Egypt is embarking on a another revival project of its economy as it sets aside numerous projects to develop areas around the Suez Canal and the south of the country in a bid to create jobs and attract investors back. The projects which are fourteen in number are a joint partnership between the government and public-private companies. The projects are estimated to worth around $8 billion.
According to the Investment Minister, Osama Saleh, public private partnerships were a “top priority” during a conference. He added that “the government’s vision is to achieve integrated development in the Suez Canal Corridor, starting at East Port Said and to open the horizon for urban development outside the Valley and Delta.” The new government has been using investor conferences in the past weeks to rebuild investor confidence.

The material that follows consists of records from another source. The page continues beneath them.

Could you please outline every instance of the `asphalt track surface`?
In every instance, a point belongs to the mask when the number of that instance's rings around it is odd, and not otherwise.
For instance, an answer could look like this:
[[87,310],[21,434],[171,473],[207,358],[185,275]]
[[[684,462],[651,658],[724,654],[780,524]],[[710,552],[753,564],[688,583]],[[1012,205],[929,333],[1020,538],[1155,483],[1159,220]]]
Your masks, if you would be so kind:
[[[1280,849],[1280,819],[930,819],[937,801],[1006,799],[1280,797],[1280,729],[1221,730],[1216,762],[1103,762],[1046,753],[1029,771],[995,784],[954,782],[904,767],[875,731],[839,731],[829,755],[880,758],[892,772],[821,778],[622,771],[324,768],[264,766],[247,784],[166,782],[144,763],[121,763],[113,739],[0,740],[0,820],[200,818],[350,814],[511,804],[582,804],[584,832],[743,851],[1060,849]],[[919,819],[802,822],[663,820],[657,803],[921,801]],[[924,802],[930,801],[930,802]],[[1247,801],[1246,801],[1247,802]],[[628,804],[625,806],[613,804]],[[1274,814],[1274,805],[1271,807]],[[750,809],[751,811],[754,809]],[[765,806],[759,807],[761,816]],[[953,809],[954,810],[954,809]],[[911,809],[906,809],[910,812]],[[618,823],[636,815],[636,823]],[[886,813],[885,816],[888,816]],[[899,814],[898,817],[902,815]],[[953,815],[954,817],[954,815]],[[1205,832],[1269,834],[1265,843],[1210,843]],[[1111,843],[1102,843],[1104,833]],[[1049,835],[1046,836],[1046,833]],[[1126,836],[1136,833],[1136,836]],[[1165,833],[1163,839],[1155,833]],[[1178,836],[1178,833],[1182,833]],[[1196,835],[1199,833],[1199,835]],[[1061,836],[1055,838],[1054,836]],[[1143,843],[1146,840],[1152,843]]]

More details were revealed by the Deputy Finance minister, Hany Kadry Dimian, who said that half of the projects were ready for investment while the other seven would be launched in the next 18 to 24 months. Some of the projects were dubbed as “mega projects” by Mr. Dimian, who also hinted that the projects will be ranging from solid waste management, drinking water, health, telecommunications and roads.
Among the major projects are a new tunnel under the Suez Canal and a principal Mediterranean port to spread Egypt’s population more evenly away from the crowded Nile Valley and Delta region. The East Port Said is to be developed first on the Mediterranean alongside a city and an industrial zone before linking areas in the Nile Valley south of Cairo to Egypt’s Red Sea port of Safaga. A desalination plant and a new tunnel under the Canal to link the Sinai Peninsula are also part of plans.